Thursday, April 9, 2009


1 : pleasing or picturesque in natural simplicity
: of, relating to, or being an idyll:
1 a: a simple descriptive work in poetry or prose that deals with rustic life or pastoral scenes or suggests a mood of peace and contentment

K and I had a nice day today: It's been a beautiful spring day, with blue skies, warm sun and a light breeze. A left something in the car this morning, so I put K in the stroller and we walked over to the school and took the long way home. After lunch, K wanted to watch a movie and asked me to join her. Surprisingly, I did. It wasn't my favorite movie fare, but as a bonus we watched it in bed and K let me snooze for 15 minutes alongside her. Later in the day, she wanted to ride her bike and wanted me to watch her. She waited patiently, sitting on her bike on the sidewalk, while I finished loading the dishwasher. Then I sat on the porch and watched her pedal her way back and forth.

When I relayed all of this to J, he said it sounded idyllic. I laughed and replied, "Well, I've also swept and mopped all of the downstairs floors and the stairs, while doing three loads of laundry. I think an idyllic day would involve less work!" But after reading the definition of idyllic, I must admit that he may be right. It certainly was a day "pleasing ... in natural simplicity."

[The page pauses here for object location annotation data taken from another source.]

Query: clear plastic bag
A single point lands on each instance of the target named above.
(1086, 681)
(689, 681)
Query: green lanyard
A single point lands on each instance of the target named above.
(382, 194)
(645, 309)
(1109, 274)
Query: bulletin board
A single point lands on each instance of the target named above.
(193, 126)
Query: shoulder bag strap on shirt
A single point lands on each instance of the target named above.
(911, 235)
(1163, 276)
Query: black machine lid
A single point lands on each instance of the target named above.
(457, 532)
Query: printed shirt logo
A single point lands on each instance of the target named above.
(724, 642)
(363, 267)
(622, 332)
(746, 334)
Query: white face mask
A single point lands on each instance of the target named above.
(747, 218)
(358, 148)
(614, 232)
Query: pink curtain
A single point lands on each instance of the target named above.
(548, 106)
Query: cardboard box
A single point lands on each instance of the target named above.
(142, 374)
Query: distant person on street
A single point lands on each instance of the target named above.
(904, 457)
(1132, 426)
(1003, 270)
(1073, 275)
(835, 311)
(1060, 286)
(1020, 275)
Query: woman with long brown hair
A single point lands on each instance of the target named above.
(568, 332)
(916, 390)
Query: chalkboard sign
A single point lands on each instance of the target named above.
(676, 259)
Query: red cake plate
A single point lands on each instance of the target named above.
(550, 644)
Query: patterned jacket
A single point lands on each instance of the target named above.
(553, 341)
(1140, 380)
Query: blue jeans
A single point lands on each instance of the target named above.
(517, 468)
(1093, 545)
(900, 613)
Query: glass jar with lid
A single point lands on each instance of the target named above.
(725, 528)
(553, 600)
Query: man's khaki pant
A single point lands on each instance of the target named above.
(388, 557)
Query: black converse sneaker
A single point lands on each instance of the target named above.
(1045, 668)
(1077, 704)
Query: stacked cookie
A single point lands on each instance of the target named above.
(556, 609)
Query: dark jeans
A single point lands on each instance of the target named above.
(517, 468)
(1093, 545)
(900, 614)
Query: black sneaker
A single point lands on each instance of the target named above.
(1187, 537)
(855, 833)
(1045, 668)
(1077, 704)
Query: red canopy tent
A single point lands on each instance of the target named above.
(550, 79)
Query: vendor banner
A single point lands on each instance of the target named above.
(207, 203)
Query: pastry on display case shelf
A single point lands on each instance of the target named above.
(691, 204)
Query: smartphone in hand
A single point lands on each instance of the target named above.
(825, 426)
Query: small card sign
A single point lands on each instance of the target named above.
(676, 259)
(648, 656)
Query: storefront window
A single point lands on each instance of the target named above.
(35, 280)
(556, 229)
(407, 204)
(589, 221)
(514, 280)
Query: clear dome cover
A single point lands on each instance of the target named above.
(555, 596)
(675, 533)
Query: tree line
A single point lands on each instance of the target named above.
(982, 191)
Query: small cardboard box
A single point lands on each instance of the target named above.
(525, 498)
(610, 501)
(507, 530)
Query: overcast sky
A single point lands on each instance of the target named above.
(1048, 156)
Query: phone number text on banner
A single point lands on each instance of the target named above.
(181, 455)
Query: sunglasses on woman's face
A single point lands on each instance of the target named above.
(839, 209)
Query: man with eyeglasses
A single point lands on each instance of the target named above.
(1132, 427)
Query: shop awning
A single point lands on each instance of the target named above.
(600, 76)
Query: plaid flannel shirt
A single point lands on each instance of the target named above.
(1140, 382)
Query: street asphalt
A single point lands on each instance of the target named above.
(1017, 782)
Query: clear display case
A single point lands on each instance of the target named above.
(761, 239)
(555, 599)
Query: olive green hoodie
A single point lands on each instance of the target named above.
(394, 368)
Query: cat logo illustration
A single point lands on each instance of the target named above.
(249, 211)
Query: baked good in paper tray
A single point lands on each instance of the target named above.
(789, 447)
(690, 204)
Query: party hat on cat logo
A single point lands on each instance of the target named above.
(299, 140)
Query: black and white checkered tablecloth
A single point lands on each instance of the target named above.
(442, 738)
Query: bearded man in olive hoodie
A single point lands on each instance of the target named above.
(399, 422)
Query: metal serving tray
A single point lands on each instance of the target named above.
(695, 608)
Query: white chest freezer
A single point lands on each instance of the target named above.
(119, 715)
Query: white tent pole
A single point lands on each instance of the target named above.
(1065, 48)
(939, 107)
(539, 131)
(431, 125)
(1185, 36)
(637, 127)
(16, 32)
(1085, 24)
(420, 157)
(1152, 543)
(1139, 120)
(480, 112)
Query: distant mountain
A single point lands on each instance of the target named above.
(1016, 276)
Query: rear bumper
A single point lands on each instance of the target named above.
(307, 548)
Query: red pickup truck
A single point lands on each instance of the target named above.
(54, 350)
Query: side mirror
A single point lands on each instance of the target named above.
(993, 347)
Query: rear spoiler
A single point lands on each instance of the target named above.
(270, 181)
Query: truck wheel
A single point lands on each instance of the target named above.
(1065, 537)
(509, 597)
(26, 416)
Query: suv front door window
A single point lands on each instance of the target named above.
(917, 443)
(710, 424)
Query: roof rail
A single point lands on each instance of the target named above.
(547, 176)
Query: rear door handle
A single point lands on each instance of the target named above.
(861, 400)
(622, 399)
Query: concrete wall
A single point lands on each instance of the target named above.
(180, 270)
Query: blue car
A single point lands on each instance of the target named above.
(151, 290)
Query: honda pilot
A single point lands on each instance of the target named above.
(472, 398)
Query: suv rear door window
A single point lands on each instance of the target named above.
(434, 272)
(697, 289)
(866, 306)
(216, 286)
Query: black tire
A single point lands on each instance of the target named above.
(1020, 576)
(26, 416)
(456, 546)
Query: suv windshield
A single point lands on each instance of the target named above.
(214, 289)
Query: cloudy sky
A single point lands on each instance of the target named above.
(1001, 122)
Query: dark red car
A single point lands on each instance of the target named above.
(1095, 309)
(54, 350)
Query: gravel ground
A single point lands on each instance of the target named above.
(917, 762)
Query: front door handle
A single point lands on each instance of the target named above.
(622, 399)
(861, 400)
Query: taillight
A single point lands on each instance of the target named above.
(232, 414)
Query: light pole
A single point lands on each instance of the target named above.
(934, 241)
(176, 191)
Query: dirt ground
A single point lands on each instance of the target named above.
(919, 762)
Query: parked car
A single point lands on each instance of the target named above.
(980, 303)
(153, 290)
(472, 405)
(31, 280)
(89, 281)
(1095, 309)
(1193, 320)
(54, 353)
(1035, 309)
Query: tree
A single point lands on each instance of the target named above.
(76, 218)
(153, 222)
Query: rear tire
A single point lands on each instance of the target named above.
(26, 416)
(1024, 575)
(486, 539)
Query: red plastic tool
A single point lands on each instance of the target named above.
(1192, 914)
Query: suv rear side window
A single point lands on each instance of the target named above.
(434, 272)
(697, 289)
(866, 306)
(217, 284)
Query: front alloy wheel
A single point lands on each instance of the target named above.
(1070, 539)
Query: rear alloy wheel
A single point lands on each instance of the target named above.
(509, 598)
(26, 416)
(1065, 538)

A few nights ago, I went out with some friends. During our time together, we discussed, in part, what our standards are as mothers for time spent with our children. Specifically, time spent playing with our children. One friend talked about how her children deserved more of her time than they get, while another brought up how our expectations surrounding this issue have changed dramatically in recent decades. When moms got together 50 or 60 years ago, I seriously doubt they discussed whether they spent enough time playing board games or Barbies with their children. Instead, their days probably looked a lot like my day today: time spent with my daughter, but interspersed and alongside work.

There is a natural simplicity to children playing alongside mothers as they accomplish their work. This type of activity allows mothers to interact naturally with their children and seize teachable moments like counting the eggs that go into the cake. It also allows children autonomy to play in a childlike way without adult direction or interference.

I sound fairly confident of this, don't I? Yet I question my need to nourish myself and wonder whether I cross the line from self-care to selfishness. There is a cultural perception that mothers are meant to be mothers first and women second. But I'm not sure that is healthy or helpful.

When J said my day was idyllic, I instantly pictured a day where K and I played together, took a walk together, picnicked together, etc. Of course, in my mental picture, the house was clean, the laundry was folded and the dishes were done. This idyllic picture will never be reality. If I wait until I have everything done to snatch moments with my daughters, it will never happen. So instead, I'll enjoy the moments with them alongside me and remind myself of the natural simplicity of mother and child side-by-side, living life together. That gives me a peace and contentment that I can have every day.


Chocolate, Vanilla and Caramel said...

Thanks so much for your encouraging comment on my homeschooling post. I completely agree. I too am so willing to do whatever God wants me to do if it's the best thing for my family. There are many sacrifices I've made over the years and I don't regret any of them. It doesn't mean motherhood has always been easy, but sometimes the things that require the most sacrifice (marriage!, kids, etc.) are the very things that bring the most joy. My biggest hurdle in even considering homeschooling was giving up that dream I had of all the free time I would gain once my kids went to school. I've always pictured myself using those quiet mornings to write magazine articles while drinking tea. :) Once I sort of gave up that nice idea, I was okay. I'm actually getting excited about it.

I've been quite amazed at how many people either have considered, or are considering homeschooling in some form. I've received many more positive comments than I have "you're crazy" comments. :)

Thanks again for your comments. I always love reading them.

Chocolate, Vanilla and Caramel said...

I love how you describe "playing" with your daughter -- how playing and a mother's work around the home naturally fit together. That's how I tend to play with my kids. There are times I sit down and help them build Legos or play a game of Candyland, but much of the time they are running around doing their own thing (as much as a 2 year old and 4 year old can do their own thing!) while I am working. Most often, their playing is close by whereever I am. I sometimes feel like I should be more hands-on, but they are so creative, I like for them to have to create their own fun instead of relying on me for all of it. I appreciated so many of your thoughts it this post.